Reading the proxy R² threshold. The proxy R² thresholds (amber: >0.05, red: >0.10) are operationally derived from the library’s validation work, not FCA-prescribed. A proxy R² of 0.62 for postcode-ethnicity is not close to any threshold — it is unambiguous. A factor at 0.08 (amber) warrants investigation and documentation; whether it constitutes indirect discrimination turns on proportionality, not on whether it crosses a statistical threshold.


Step 3: understand what the metrics are measuring

Calibration by group (the primary Equality Act metric)

Calibration by group answers: does the model overpredict or underpredict for protected-characteristic groups relative to what they actually claim?

The Actual/Expected (A/E) ratio within a protected-group × risk-decile cell tells you whether the model is correctly pricing the risk profile of that group. An A/E of 1.08 in the high-diversity deciles means those policyholders are paying 8% more than their observed claims justify — they are being charged for risk the model assigns to them but they do not actually exhibit.

This is computed exposure-weighted:

from insurance_fairness import calibration_by_group

cal = calibration_by_group(
    df,
    protected_col="ethnicity_proxy",
    prediction_col="predicted_rate",
    outcome_col="claim_amount",
    exposure_col="exposure",
    n_deciles=10,
)

print(f"Max A/E disparity: {cal.max_disparity:.4f} [{cal.rag}]")
print(cal.to_polars())  # Full decile-by-group table

Equal calibration (A/E ≈ 1.0 within all groups) is the most defensible outcome under Equality Act s.19, because it means the model is correctly pricing each group’s actual risk.

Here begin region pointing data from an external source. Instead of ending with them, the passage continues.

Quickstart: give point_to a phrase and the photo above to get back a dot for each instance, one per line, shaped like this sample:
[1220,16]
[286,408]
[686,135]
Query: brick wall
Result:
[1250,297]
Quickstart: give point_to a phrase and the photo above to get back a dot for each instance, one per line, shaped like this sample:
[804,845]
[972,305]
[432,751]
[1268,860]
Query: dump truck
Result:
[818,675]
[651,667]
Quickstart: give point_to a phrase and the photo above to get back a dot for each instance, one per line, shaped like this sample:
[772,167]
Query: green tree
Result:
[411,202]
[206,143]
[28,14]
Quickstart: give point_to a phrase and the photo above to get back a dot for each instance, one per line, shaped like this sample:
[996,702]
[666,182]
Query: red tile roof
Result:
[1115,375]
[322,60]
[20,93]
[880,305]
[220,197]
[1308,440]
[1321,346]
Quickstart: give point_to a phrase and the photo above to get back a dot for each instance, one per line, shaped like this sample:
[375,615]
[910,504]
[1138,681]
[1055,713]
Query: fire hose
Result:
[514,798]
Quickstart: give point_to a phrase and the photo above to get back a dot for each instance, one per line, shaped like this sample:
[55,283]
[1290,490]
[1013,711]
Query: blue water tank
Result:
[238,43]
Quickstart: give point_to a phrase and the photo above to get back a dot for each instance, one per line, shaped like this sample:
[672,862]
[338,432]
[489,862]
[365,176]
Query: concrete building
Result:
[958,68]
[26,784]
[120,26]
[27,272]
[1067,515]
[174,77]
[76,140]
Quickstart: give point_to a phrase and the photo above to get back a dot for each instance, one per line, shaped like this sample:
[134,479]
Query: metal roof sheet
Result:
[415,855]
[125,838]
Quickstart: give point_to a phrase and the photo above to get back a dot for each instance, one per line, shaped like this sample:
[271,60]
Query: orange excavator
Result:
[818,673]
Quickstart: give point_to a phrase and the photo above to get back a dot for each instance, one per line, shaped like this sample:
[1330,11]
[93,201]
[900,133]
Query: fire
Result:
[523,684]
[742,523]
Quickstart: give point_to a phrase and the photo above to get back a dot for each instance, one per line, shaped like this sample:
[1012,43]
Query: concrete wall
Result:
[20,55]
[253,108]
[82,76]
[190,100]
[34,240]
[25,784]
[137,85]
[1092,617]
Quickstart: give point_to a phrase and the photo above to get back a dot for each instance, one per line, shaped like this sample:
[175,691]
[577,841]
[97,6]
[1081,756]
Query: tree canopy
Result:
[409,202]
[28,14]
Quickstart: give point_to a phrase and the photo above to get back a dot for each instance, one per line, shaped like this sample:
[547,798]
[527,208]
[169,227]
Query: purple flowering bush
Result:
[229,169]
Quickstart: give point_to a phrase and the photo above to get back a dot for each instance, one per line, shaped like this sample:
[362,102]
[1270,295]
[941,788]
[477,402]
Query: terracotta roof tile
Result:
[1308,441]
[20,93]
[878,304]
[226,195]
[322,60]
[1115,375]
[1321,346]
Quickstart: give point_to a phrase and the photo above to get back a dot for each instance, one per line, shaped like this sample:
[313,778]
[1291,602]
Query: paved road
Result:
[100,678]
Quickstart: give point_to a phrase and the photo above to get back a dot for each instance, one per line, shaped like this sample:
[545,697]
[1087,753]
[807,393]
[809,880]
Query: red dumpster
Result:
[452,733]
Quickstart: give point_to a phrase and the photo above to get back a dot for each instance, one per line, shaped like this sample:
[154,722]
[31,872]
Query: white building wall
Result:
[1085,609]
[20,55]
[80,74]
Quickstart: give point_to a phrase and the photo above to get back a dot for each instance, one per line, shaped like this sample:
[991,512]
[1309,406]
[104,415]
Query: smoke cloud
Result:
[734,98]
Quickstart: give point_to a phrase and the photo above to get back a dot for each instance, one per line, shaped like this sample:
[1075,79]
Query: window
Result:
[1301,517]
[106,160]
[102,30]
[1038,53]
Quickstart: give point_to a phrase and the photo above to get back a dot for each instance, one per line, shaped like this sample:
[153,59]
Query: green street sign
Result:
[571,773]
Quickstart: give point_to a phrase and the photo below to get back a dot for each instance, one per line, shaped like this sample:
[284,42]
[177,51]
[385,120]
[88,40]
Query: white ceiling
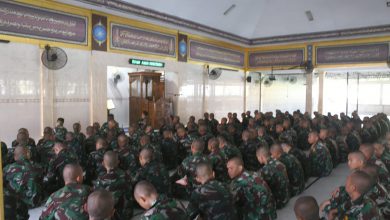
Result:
[267,18]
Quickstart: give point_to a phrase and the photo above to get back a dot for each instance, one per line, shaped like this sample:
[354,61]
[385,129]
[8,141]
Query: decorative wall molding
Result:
[152,14]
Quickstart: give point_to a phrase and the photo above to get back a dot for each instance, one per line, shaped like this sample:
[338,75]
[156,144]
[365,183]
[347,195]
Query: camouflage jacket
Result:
[211,200]
[230,151]
[119,184]
[188,167]
[25,178]
[128,160]
[320,161]
[252,197]
[165,209]
[67,203]
[248,151]
[295,173]
[219,166]
[275,174]
[363,208]
[155,173]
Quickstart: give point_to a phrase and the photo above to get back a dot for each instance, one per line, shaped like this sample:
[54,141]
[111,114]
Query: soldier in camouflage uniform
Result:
[252,197]
[320,161]
[53,179]
[294,169]
[158,207]
[94,164]
[217,160]
[128,157]
[184,140]
[100,205]
[248,150]
[153,172]
[382,153]
[211,200]
[169,149]
[45,147]
[24,178]
[68,202]
[60,131]
[228,151]
[275,174]
[119,184]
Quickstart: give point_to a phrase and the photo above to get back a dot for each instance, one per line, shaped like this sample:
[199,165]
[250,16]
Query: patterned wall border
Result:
[152,14]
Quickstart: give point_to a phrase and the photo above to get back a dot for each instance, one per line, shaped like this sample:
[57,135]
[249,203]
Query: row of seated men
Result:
[247,171]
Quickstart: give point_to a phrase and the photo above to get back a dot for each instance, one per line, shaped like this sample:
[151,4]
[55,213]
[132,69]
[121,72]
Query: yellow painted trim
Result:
[57,7]
[1,186]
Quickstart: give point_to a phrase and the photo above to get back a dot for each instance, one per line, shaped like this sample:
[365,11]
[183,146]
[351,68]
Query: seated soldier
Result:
[95,160]
[60,131]
[228,151]
[100,205]
[24,178]
[384,176]
[320,161]
[169,150]
[211,200]
[217,161]
[248,149]
[157,206]
[294,169]
[153,172]
[275,174]
[63,156]
[378,192]
[252,197]
[80,137]
[382,153]
[68,202]
[306,208]
[119,184]
[146,143]
[188,167]
[128,156]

It does not, however, establish that the model is free of indirect discrimination — it establishes that the model is well-calibrated conditional on the proxy-contaminated risk profile. If the postcode factor is encoding ethnicity, high-diversity policyholders’ “risk profile” in the model includes a component that is actually demographic, not actuarial. Calibration by group cannot disentangle these; proxy detection can.

Demographic parity ratio (log-space, for multiplicative models)

Demographic parity measures whether different protected groups pay systematically different premiums, after accounting for exposure.

For GLMs and GBMs that operate in log-space (i.e., multiplicative models), the right metric is the log-ratio of group mean predictions — not the raw ratio. The raw ratio applied to a multiplicative model double-counts the log transformation.

from insurance_fairness import demographic_parity_ratio

dp = demographic_parity_ratio(df, "ethnicity_proxy", "predicted_rate", "exposure")
print(f"Log-ratio: {dp.log_ratio:+.4f} (ratio: {dp.ratio:.4f}) [{dp.rag}]")
# Log-ratio: +0.0820 (ratio: 1.0854) [AMBER]

A ratio of 1.085 means the high-diversity group is charged approximately 8.5% more per car-year on average than the low-diversity group, after weighting by exposure. For context: the Citizens Advice (2022) estimate of the ethnicity penalty in UK motor was approximately 6–9% of annual premium, so this synthetic result is consistent with the order of magnitude of the real finding.

Proxy detection (the distinctive metric)

This is what makes insurance-fairness different from generic fairness libraries. It does not just ask whether group outcomes differ — it asks why.

from insurance_fairness import detect_proxies

result = detect_proxies(
    df,
    protected_col="ethnicity_proxy",
    factor_cols=["postcode_district", "vehicle_age", "ncd_years", "vehicle_group"],
    run_proxy_r2=True,
    run_mutual_info=True,
    run_partial_corr=True,
)

print(result.flagged_factors)     # ['postcode_district']
print(result.to_polars())         # Full results table sorted by proxy R²

The CatBoost proxy R² trains a classifier to predict the protected characteristic from a single factor. An R² of 0.62 for postcode_district means that 62% of the variance in the area-level ethnicity proxy is explained by the postcode district alone. This is the relationship the model is exploiting, whether intentionally or not.

Mutual information is complementary: it detects non-linear associations that R² can understate. A factor with low proxy R² but high mutual information indicates the relationship is present but non-monotone — potentially more concerning from a discrimination standpoint because it is harder to detect with standard correlation approaches.


Step 4: probe deeper with counterfactual fairness

Proxy detection tells you which factors are proxies. Counterfactual fairness tells you what the premium impact is of the proxy contamination: what would an individual policyholder pay if we could remove the proxy correlation while keeping everything else constant?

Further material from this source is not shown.